Well, I just told them I was going to work in France to you know, better myself or something. I don’t know. I just got to say something.

And they bought it?

They were like “that’s in tune with something you would do” so, yeah, OK. That makes sense.

Nice. So, how did you how did you get on the show in the first place? Did you like apply or something?

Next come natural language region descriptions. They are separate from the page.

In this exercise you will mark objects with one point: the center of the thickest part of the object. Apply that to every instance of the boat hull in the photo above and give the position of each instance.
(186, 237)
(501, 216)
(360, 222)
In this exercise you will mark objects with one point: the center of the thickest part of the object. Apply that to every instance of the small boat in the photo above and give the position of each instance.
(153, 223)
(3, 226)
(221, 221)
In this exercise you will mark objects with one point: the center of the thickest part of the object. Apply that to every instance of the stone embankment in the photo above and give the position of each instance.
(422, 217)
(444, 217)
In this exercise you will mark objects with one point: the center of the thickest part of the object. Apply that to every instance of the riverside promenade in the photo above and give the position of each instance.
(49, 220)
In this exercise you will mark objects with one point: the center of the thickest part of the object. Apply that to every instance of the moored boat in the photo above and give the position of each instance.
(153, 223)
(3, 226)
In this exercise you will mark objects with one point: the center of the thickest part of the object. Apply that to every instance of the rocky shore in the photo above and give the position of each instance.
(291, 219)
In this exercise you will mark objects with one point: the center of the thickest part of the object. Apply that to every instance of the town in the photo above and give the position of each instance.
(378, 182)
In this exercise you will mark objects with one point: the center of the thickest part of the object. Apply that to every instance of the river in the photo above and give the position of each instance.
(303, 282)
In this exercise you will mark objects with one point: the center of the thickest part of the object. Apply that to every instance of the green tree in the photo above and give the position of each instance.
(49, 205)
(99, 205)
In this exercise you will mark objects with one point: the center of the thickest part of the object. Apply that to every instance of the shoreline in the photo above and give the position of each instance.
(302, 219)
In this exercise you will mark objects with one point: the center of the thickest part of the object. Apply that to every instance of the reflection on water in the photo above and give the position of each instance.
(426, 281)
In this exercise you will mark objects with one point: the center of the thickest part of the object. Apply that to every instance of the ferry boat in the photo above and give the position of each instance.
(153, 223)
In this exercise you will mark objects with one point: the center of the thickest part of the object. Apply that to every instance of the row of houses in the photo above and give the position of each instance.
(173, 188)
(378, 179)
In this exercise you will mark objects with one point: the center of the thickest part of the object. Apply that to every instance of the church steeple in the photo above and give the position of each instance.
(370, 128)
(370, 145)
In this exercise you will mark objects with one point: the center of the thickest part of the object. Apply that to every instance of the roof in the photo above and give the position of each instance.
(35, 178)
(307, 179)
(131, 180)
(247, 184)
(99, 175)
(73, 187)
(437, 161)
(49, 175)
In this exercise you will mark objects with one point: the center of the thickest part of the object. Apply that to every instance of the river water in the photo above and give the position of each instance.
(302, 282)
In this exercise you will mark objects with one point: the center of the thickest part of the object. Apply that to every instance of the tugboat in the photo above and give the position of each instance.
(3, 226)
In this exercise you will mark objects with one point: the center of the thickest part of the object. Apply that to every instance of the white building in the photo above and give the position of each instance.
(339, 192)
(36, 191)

Well, [my coworker] Nick [Elmi] was on the show and then a couple of years ago he mentioned to me ‘hey, would you ever be interested?’ Because you know, they come to Philly and the casting directors look for people in Philly every year. I did try out once before a couple of years ago — right before my son [Roman] was born — and I was kind of willy nilly about it. I was like, I don’t really know if I want to do it because I don’t want to miss him being born or anything or any of that. So I just let it go. I didn’t get get picked, but I wasn’t going to do it anyway. And then this year for the next show they seemed a lot more interested and I talked to them and just kind of played with the idea of it. And then my wife was like ‘you should do it. You should totally do it. Roman’s 2 now so you’re not going to miss the huge milestones.’ I didn’t miss [Roman] walking or talking now this point. So I went for it.

Where’d your passion for food come from?

You know, I don’t really know. Some people say it’s in your blood I guess but I mean, I don’t know how much truth there is to it, you know? But my great-grandfather was a chef, and my family always liked good food, but I didn’t grow up in like a household that was making dinners every Sunday and stuff, but for the major holidays — half my family’s pretty Polish so Easter is a big deal and Christmas is a big deal and we made big dinners and stuff like that. But it was nothing crazy or out of the ordinary.

When I was younger, I wanted to be an artist, and then I couldn’t get into the art school. I ended up going to a vocational school to check it out because my parents were like, “hey, you know, at the very least you can leave with some kind of trade.” And I soon as I walked in the kitchen, I fell in love with it.

Yeah, and you grew up in Port Richmond, right?

Yes.

What was that? Like, did you enjoy growing up there? Do you still live there?

No, I don’t still live there. I am, you know, being a typical Philadelphian, I wanted to get out of Philadelphia. Especially then, Fishtown wasn’t what it is now and the Port Richmond/Fishtown/Kensington area was a little rough and there was a lot of drugs and I didn’t want to fall into any of that. So as soon as high school was over I wanted to get out so I went to Providence.

Providence, Rhode Island?

Yeah for Johnson & Wales.

OK, but you’re back living in the area now, right?

Yeah, I’ve been back and forth a couple times. I came back to work at Le Bec-Fin, then left again to work in New York and then came back again. Every time I leave Philly I’m like “I gotta get out of here” and then I leave and I’m like “man, I miss Philly.”

How would you describe the food scene in South Philly?

It’s definitely up and coming. The scene just popped up almost overnight. Just on every street every restaurant down here is great. I mean, I’m pretty sure we have the most Three Bell restaurants. Like how are you? Like, you know in one single like small compact area. The food scene is just awesome. It’s up-and-coming. I wish they could figure out how to get people a place to park — that would make things a little better, but it’s great. It’s here. It’s awesome. Everybody’s doing great things, and there’s plenty of great restaurants and it’s a great place to live. So like that’s why when I came back I, you know, I was like, I think we should live in South Philly and I fell in love with it. I love this area.

OK, and last question: What’s your favorite part of your job working at Laurel?

It’s the team. When I was in New York, I was working at Del Posto, and before that I was at Le Bec-Fin. So I was working in these big kitchens and you don’t really feel much in those the kitchens. It’s kind of like being on a yacht, you know, you don’t feel anything. No waves or anything. So when I came back to Philly to do this, the best part about it was like you’re in it. Our kitchen is super small here. It’s a tight team. There’s no front of house/back of house animosity. It’s like everybody’s on the same team, everybody truly loves each other and it’s an awesome environment to be in.